Ministers chuckle while tempers flare and a virus rages


Our ministers (literally) laugh as the nation is plunged into chaos and confusion.

Nathaniel Tan, The Star

IT seems that Senior Minister (Security) Defence Minister Datuk Seri Ismail Sabri Yaakob finds the predicament of thousands of Malaysians who were confused by unclear and contradictory conditional movement control order (MCO) rules to literally be a laughing matter.

(It appears he has reversed an earlier position on the matter.)

I guess he’ll be joining Plantation Industries and Commodities Minister Datuk Dr Mohd Khairuddin Aman Razali, who is probably laughing at the fact that he got off scot free – and furthermore, even managed to get the Health director-general to “blame” Khairuddin’s entire quarantine saga on the frontliners who put their lives at risk every day working at our airports.

Khairuddin’s case is particularly inflammatory, given how so many ordinary Malaysians have been punished for breaking the same rules that he himself broke.
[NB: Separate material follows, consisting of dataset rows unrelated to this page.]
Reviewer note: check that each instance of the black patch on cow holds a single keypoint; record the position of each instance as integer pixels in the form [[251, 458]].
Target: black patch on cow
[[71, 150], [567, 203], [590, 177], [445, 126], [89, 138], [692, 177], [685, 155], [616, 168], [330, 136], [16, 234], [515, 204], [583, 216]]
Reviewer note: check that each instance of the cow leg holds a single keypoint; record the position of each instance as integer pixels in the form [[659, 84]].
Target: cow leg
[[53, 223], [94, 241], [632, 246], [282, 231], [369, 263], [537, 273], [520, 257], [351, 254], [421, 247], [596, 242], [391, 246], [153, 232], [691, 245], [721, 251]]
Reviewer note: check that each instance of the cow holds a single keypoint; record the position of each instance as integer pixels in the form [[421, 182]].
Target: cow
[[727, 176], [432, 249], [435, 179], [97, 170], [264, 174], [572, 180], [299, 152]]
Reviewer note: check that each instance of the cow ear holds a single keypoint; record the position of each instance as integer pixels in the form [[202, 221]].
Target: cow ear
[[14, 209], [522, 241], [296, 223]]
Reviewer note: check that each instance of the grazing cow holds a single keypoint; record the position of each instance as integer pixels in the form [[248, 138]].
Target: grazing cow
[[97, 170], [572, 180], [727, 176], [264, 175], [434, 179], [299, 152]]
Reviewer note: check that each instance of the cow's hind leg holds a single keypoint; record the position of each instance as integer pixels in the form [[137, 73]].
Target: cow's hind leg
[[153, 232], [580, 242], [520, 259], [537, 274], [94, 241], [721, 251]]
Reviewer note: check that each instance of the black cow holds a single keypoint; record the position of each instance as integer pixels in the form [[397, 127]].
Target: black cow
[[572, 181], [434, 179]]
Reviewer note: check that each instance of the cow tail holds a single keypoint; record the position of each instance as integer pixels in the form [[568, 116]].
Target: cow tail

It appears the authorities have no qualms whatsoever demonstrating one fact time after time after time throughout this pandemic: there is one set of laws for the powerful, and another set of laws for the powerless.

As one of our politicians likes to say, this is not the rule of law, but the law of the jungle.

In both cases, once again, the people at the bottom are the ones being blamed.

Khairuddin’s case was classified as “no further action” because a Health Ministry official – one who presumably works at the airport, performing his or her duty for the nation at great risk to personal health and safety – supposedly failed to issue the minister a particular form.

The rest of Malaysia is supposed to believe that this therefore absolves a minister – one of the highest leaders of our country, and one most expected to lead by example – from punishment that would have befallen anyone else.

Politicians caused the collapse of the Sabah state government, politicians necessitated state-wide elections in Sabah, bringing the Covid-19 pandemic to critical levels in Sabah, and politicians literally brought the virus back to the peninsula; and yet, it is politicians who are given a free pass and an escape from punishment when they break the rules – rules that the rest of us are expected to follow, or face fines and imprisonment?

In Ismail’s case, after he chuckled at our predicament in front of his bizarre menagerie of shelf collectibles that changes every single press conference, he basically said it was we, normal Malaysians, who were to blame for being impatient – implying that we were being completely unreasonable for being anxious about the lack of clarity in the conditional MCO rules.

He further implied that it was completely normal for a government to make a “general announcement” first, followed by specifics to be filled in by another ministry, announced perhaps mere hours before they were supposed to come into effect.

According to Ismail, we were the ones who were being unreasonable for wanting to have a clear picture right away.